As the battle between progressives and centrists over blame for Democrats’ down-ballot struggles rages, the race for House Foreign Affairs Committee chairman indicates another, more productive path forward. At first, there were two contenders: Representative Gregory W. Meeks (D-N.Y.) and Representative Brad Sherman (D-Calif.), a member of the Congressional Progressive Caucus. Meeks faced opposition from labor and environmental groups, but he was heavily favored by a party establishment that is rightly concerned about diversity and representation in leadership.
Then four-term junior committee member Joaquin Castro (D-Tex.) surprised analysts by joining the race. One might have expected that Castro, a member of the moderate New Democrat Coalition, would also be anathema to the party left, given some moderate stances such as voting to condemn the Boycott, Divestment, and Sanctions movement against Israel. But in another surprise, the second-generation Mexican American has received support from a range of progressive foreign policy and environmental groups. In addition to his progressive positions, including opposing President Trump’s brazen US interventionism in Latin America and leading the fight against cruel migration policies, Castro’s model of engaging groups on all sides, from progressives to youth groups such as the Sunrise Movement, shows the path forward for the Democratic Party.

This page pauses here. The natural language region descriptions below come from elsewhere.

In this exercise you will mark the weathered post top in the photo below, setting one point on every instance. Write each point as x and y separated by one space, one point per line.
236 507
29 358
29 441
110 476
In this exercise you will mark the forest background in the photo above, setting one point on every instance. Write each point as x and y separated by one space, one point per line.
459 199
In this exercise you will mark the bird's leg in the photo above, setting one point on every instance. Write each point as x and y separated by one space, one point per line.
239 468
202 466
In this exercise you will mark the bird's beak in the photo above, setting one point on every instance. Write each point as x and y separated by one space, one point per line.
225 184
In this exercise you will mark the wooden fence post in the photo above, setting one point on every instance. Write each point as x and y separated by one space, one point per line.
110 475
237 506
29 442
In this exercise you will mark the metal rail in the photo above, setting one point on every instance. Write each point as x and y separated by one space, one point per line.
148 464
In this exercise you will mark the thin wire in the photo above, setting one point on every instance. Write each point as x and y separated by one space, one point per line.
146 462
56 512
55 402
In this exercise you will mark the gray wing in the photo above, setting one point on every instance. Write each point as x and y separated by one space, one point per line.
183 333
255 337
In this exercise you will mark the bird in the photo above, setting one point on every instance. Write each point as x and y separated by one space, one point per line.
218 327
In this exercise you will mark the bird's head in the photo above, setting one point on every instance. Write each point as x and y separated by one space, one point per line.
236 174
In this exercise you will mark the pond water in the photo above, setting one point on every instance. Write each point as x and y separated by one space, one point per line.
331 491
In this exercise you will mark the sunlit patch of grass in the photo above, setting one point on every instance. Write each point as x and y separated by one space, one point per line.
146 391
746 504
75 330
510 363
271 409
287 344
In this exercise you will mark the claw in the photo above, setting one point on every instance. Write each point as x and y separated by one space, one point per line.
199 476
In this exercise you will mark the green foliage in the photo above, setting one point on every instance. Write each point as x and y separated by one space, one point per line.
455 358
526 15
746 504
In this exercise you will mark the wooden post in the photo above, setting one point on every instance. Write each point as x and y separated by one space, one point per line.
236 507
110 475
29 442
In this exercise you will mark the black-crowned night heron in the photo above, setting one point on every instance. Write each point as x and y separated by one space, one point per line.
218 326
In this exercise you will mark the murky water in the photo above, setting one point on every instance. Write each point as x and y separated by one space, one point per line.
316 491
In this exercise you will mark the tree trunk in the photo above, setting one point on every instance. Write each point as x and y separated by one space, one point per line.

Castro pledges to bring diverse voices to the witness table in the committee—not just in terms of race, gender and sexual orientation, but also a diversity of viewpoints, something sorely missing under the conservative tenure of outgoing chair Representative Eliot L. Engel (D-N.Y.). Castro has excited progressive Jewish groups such as J Street—and unnerved conservative pro-Israel groups such as the American Israel Public Affairs Committee—with his novel suggestion that the committee hear from Palestinian voices for the first time. After all, Castro argues, if the United States hopes to be “an arbiter of peace, it has to be willing to hear from the different sides.”